Marine viruses are recognized as major ecological and evolutionary driving forces, shaping community structure and controlling cycling of nutrient energy in the marine environment. A major challenge in our current understanding of host-virus interactions dynamics is to decode the wealth of genomic data and translate it into cellular mechanisms that mediate host susceptibility and resistance to viral infection. Furthermore, our ability to assess the ecological impact of marine viruses is currently limited to approaches that focus mainly on quantification of viral diversity.
We investigate the interactions between the cosmopolitan bloom-forming algaEmiliania huxleyiand its specific large dsDNA virus EhV that is responsible for large scale bloom demise. Therefore, this host-pathogen model is an attractive systems to elucidate basic metabolic principles that mediate the fate and outcome of this interaction. Recently, we revealed how infection by EhV induced profound rewiring host metabolic pathways (e.g. sphingolipids, TAGs, redox and autophagy), which are critical for viral assembly and egress.
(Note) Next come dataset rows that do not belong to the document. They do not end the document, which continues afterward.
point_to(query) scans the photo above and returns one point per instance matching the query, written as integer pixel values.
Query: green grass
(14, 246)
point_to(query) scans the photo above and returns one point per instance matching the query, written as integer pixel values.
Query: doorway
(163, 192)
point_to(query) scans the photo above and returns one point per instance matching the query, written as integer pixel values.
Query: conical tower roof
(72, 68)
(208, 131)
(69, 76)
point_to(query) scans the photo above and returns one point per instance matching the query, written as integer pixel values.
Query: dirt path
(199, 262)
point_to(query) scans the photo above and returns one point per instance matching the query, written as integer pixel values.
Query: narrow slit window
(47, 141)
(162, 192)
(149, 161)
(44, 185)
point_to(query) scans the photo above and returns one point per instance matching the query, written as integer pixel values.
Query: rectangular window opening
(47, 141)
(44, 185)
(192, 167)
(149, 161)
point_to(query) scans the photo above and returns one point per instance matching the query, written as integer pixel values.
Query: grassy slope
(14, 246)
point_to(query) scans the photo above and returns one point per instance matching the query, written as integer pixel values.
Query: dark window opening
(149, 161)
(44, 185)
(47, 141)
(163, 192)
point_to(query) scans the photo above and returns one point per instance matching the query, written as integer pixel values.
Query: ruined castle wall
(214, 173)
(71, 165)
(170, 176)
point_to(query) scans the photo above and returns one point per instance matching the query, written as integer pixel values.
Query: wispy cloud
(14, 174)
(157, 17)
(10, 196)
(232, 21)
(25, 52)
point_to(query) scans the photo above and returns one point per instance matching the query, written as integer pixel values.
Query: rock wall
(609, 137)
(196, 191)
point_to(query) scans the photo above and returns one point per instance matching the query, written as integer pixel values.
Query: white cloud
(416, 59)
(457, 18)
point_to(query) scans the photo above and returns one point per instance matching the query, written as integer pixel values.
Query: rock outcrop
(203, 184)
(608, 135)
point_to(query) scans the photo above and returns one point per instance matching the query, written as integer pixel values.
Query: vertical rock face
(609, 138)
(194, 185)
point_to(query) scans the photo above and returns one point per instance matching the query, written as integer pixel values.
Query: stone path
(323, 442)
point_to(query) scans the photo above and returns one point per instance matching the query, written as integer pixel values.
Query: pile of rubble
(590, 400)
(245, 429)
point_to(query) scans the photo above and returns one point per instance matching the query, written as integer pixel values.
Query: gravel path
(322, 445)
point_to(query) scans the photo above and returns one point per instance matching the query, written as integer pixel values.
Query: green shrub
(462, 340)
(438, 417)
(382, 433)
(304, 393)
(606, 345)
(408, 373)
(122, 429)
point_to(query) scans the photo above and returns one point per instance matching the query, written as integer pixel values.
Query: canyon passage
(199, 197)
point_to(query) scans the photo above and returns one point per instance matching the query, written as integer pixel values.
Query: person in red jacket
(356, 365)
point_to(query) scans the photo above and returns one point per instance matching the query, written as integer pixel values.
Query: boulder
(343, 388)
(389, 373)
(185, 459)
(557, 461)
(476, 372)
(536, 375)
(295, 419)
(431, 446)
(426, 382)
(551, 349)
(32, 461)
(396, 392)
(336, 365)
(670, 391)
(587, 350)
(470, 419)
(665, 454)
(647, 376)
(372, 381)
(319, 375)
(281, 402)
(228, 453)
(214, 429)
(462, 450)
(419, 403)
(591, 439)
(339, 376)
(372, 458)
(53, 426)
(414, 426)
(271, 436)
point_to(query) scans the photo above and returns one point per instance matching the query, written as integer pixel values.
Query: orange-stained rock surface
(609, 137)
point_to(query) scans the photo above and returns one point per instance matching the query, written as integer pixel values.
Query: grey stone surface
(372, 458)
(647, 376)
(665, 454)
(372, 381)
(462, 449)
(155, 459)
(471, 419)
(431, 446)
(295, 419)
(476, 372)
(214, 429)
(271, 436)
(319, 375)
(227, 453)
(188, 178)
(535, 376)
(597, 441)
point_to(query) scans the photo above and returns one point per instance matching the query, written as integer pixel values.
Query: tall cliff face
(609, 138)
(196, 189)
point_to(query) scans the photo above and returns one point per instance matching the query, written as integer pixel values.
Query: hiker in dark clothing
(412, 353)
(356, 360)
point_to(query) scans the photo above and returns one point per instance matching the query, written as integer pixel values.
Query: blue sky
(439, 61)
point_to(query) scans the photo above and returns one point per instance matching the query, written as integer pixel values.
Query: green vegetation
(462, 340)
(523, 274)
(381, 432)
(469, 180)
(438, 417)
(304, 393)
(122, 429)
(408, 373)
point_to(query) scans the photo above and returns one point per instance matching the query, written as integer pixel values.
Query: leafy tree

Host-pathogen interactions are highly dynamic, involving a complex host defense and pathogen hijacking strategies. Investigating these interactions at the whole-population level tends to mask cell-to-cell variability, hampering the ability to discern between diverse phenotypes. Here we unmasked algal host responses to viral infection, by resolving host-virus interactions on a single cell resolution, by combining single-cell dual RNA-seq with advanced mass spectrometry imaging. We used clustering of individual cells based on their specific transcriptomic signatures and unique metabolic profiling, to define distinct “infection states” and to unmask rare resistant phenotypes. Resolving host-virus “arms race” on a single cell level will provide novel sensitive biomarkers to quantify active viral infection and to assess the ecological impact of marine viruses and their function in regulating the fate of algal blooms in the ocean.